Crédito: Renan Silva/Flickr

Cesar Vanucci*

“É preciso construir pontes.”
(Ex-presidente Fernando Henrique Cardoso)

Alinhamos na sequência, ouvidas em diferentes vozes, narrativas de sugestivos flagrantes da atualidade brasileira.

Ex-presidente Fernando Henrique Cardoso: “O Brasil é um país muito diverso, é difícil você exercer influência. Estamos em um momento em que é preciso construir pontes. É mais difícil do que saltar no vazio. E estamos construindo muralhas.”

Jornalista Carlos Drummond: “Os números decepcionam e esfriam o entusiasmo de quem enxerga o Brasil no caminho certo. (…) Déficit na balança comercial, fuga de dólares, queda da produção industrial, a realidade não anda tão cor-de-rosa.”

Jornalista Rodrigo Martins: “A informalidade bate recorde, aprofunda a desigualdade e contribui para uma recuperação econômica anêmica. (…) São 38,8 milhões de trabalhadores sem carteira assinada ou que atuam por conta própria, sem proteção. (…) A baixa renda dos trabalhadores informais ameaça a arrecadação da Previdência.”

Ex-ministro de Estado Antônio Delfim Netto: “Nossa Constituição foi redigida por uma sociedade que nela se definiu laica e deixou plena liberdade para todos os seus grupos étnicos, religiosos, identitários etc. escolherem como desejam viver suas vidas privadas. É ela que está acima de todos da vida pública: o garante da livre escolha para quem se sente pertinente ao conjunto da “pátria amada.”” (…) “Outro fato que se acentuou em 2019 foi a fúria da judicialização da atividade política, o que provocou uma reação natural: o controle político da Justiça.

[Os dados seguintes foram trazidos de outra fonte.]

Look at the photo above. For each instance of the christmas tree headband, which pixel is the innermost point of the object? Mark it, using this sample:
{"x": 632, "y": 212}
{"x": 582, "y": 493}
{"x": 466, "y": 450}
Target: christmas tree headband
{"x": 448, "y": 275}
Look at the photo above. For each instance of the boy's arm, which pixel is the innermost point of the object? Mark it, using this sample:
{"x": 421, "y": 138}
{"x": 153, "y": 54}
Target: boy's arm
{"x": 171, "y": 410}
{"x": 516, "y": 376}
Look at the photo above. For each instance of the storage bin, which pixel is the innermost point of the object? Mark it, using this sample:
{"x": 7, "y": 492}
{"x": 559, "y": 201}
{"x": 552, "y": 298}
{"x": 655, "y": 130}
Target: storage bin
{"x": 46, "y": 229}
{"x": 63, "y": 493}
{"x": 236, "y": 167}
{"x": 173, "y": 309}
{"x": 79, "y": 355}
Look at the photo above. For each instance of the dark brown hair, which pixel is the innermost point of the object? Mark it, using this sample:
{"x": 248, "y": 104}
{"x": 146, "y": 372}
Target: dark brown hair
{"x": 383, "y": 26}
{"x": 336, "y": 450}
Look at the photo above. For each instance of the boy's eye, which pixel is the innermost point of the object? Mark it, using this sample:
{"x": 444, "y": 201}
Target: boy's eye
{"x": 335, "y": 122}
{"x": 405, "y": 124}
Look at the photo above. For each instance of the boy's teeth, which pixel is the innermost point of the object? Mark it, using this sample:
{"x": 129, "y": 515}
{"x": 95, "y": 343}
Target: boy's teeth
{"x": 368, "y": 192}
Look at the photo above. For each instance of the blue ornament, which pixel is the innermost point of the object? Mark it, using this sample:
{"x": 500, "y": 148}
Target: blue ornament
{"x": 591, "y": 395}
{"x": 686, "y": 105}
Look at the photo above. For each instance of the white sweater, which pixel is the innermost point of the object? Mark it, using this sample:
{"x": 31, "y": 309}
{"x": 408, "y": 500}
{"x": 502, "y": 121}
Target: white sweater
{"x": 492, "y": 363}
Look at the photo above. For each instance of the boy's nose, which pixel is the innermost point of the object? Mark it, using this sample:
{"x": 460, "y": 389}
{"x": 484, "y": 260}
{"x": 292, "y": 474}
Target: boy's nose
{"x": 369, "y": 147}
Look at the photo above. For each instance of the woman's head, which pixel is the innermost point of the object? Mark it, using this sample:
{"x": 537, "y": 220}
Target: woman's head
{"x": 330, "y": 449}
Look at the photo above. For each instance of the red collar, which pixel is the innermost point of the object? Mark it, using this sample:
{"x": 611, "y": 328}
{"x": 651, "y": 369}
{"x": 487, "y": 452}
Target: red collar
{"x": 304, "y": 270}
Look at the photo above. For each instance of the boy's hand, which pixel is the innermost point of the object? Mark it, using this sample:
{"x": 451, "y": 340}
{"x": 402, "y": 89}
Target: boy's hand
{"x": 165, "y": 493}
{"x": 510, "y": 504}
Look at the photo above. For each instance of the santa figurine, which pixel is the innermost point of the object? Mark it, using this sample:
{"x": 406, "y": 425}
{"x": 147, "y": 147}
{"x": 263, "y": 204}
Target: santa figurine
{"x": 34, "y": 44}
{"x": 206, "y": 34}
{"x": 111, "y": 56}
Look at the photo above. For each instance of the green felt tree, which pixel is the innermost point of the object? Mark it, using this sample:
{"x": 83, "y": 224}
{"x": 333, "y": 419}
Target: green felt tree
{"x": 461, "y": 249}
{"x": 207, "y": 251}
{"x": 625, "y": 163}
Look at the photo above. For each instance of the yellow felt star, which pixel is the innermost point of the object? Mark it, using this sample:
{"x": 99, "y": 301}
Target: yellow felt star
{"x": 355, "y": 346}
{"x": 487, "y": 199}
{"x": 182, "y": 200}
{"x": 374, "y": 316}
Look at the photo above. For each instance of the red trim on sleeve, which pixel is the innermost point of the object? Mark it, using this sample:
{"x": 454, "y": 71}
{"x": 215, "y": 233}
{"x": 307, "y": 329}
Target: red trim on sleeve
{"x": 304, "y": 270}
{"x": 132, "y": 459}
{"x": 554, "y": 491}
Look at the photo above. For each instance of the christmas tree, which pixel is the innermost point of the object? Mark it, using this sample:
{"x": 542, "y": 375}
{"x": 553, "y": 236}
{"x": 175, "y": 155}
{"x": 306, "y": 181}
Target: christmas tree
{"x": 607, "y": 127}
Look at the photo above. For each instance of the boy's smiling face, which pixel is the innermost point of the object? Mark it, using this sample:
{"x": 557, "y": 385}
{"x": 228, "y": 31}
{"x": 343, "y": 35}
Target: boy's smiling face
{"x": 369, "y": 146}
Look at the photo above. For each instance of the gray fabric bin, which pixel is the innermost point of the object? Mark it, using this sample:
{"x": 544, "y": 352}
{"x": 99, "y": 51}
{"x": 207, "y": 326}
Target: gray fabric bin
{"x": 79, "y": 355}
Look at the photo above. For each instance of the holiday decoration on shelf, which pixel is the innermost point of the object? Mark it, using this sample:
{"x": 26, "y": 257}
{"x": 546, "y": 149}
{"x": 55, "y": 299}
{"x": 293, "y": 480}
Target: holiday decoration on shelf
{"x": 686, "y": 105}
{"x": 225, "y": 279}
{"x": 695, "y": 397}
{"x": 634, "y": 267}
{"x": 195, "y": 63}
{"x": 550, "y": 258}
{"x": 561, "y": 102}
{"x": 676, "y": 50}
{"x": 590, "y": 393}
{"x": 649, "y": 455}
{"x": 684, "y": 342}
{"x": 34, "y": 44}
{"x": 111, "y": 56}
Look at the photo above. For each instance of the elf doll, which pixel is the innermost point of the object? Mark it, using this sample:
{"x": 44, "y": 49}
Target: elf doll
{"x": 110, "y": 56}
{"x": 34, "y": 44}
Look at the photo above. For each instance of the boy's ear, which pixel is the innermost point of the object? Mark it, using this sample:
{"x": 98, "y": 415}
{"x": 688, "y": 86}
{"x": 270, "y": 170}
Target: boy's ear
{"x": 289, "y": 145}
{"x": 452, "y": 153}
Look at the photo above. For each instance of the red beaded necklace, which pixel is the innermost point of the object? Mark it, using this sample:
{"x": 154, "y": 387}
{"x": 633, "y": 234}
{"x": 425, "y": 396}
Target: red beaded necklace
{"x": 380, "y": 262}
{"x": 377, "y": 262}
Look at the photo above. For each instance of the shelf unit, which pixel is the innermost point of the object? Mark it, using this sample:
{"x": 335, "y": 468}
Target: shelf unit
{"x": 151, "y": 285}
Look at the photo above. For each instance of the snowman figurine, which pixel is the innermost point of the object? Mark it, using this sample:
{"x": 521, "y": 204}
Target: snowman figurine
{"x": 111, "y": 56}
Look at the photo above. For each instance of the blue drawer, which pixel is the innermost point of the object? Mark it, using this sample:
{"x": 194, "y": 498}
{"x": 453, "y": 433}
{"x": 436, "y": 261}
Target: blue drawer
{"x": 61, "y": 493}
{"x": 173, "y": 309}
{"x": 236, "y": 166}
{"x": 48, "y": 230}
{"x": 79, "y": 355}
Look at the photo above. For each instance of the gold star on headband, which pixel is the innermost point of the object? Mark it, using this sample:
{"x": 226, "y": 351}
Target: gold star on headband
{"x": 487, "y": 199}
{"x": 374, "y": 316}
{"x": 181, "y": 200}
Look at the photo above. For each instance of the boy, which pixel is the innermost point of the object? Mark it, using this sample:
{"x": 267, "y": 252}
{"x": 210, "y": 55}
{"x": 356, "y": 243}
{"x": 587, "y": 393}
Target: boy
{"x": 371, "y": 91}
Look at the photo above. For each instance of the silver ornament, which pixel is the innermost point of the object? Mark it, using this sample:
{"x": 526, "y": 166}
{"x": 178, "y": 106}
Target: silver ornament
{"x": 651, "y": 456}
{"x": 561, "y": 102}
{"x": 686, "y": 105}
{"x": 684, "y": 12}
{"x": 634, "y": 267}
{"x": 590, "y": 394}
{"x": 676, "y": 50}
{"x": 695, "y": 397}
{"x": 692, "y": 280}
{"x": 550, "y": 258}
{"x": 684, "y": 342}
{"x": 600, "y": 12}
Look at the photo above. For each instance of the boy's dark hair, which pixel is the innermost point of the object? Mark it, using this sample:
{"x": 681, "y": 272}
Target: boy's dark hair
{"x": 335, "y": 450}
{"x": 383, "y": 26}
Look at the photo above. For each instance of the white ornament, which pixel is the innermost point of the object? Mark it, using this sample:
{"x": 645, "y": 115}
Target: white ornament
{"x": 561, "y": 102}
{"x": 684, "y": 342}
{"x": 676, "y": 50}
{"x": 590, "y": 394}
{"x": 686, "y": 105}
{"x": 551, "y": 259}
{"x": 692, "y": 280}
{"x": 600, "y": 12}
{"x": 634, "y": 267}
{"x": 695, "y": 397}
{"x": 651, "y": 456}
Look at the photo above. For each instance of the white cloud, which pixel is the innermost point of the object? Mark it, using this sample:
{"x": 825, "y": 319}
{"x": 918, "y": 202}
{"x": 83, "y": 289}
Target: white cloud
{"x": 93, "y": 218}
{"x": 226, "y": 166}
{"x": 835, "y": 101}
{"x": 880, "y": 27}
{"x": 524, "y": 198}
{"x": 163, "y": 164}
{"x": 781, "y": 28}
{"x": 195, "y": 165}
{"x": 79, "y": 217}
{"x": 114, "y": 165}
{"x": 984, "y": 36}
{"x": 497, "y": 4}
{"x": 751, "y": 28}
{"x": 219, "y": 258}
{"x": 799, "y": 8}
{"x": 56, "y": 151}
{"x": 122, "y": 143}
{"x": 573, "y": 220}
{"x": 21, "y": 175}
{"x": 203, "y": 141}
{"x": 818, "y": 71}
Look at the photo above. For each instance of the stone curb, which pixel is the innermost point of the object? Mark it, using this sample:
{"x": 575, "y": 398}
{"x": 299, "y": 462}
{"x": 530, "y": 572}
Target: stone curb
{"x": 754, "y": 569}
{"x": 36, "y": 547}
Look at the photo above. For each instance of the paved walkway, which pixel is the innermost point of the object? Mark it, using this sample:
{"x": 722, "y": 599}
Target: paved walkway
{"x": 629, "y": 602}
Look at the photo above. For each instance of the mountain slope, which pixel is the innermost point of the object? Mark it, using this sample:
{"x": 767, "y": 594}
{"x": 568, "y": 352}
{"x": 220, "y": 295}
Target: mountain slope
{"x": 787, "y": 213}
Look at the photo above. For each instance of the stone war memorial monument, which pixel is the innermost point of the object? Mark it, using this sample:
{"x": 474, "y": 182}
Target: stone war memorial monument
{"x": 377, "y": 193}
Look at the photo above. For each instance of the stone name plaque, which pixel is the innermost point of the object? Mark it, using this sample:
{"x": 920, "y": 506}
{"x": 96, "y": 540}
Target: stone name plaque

É dessa disputa de poder entre burocracias não eleitas, escolhidas por concursos públicos, promovidas politicamente e que ficam indignadas com a simples ideia de ter algum controle, que vem o maior risco ao nosso Estado Democrático de Direito, e não do comportamento de um presidente legitimamente eleito. Este é insolente e preconceituoso, mas está sujeito às restrições constitucionais, sob o controle do Supremo Tribunal Federal quando este decide no Pleno.”

Jornalista Miriam Leitão: “Se na China há falta de informação sobre o tamanho real da paralisação, aqui no Brasil entidades setoriais têm feito sondagens para medir os impactos econômicos do coronavírus. O presidente da Abinee, que representa o setor de eletroeletrônicos, Humberto Barbato, explica que o problema é que algumas informações são consideradas estratégicas pelas companhias. “Ninguém quer mostrar o seu nível de estoque. É uma informação guardada a sete chaves porque pode demonstrar vulnerabilidade. Nossa melhor expectativa é que a China consiga superar a crise neste mês e volte a produzir plenamente em abril”.

Os segmentos de telefonia celular e computadores têm sido os mais afetados dentro do setor de eletroeletrônicos no Brasil, pela falta de peças e componentes. E não há outros fornecedores disponíveis no mundo. Até porque é preciso um período de testes que minimizem o risco das fábricas brasileiras.

O maior problema sempre será a proteção da vida humana e a luta para vencer um vírus que ainda não está sob o controle dos médicos e dos cientistas. Ainda se aprende a cada dia sobre sua capacidade de dispersão e letalidade. Enquanto isso, a economia mundial oscila entre o pânico e a incerteza.”

Nivio Freitas Silva Filho, procurador federal: “Está me afligindo. Está muito difícil. Os vencimentos já não chegam ao fim do mês. É uma situação aflitiva. (…) Confesso que estou ficando muito preocupado se tenho condições de me manter no exercício de minha função.” (Declaração feita em reunião do Ministério Público, defendendo a elevação de vencimentos, inclusive a concessão de auxílio-moradia. As notícias de jornal relativas ao caso acrescentam que o salário do procurador, acima do teto constitucional, era até recentemente de R$ 42 mil mensais, equivalente 40 vezes ao salário mínimo vigente.)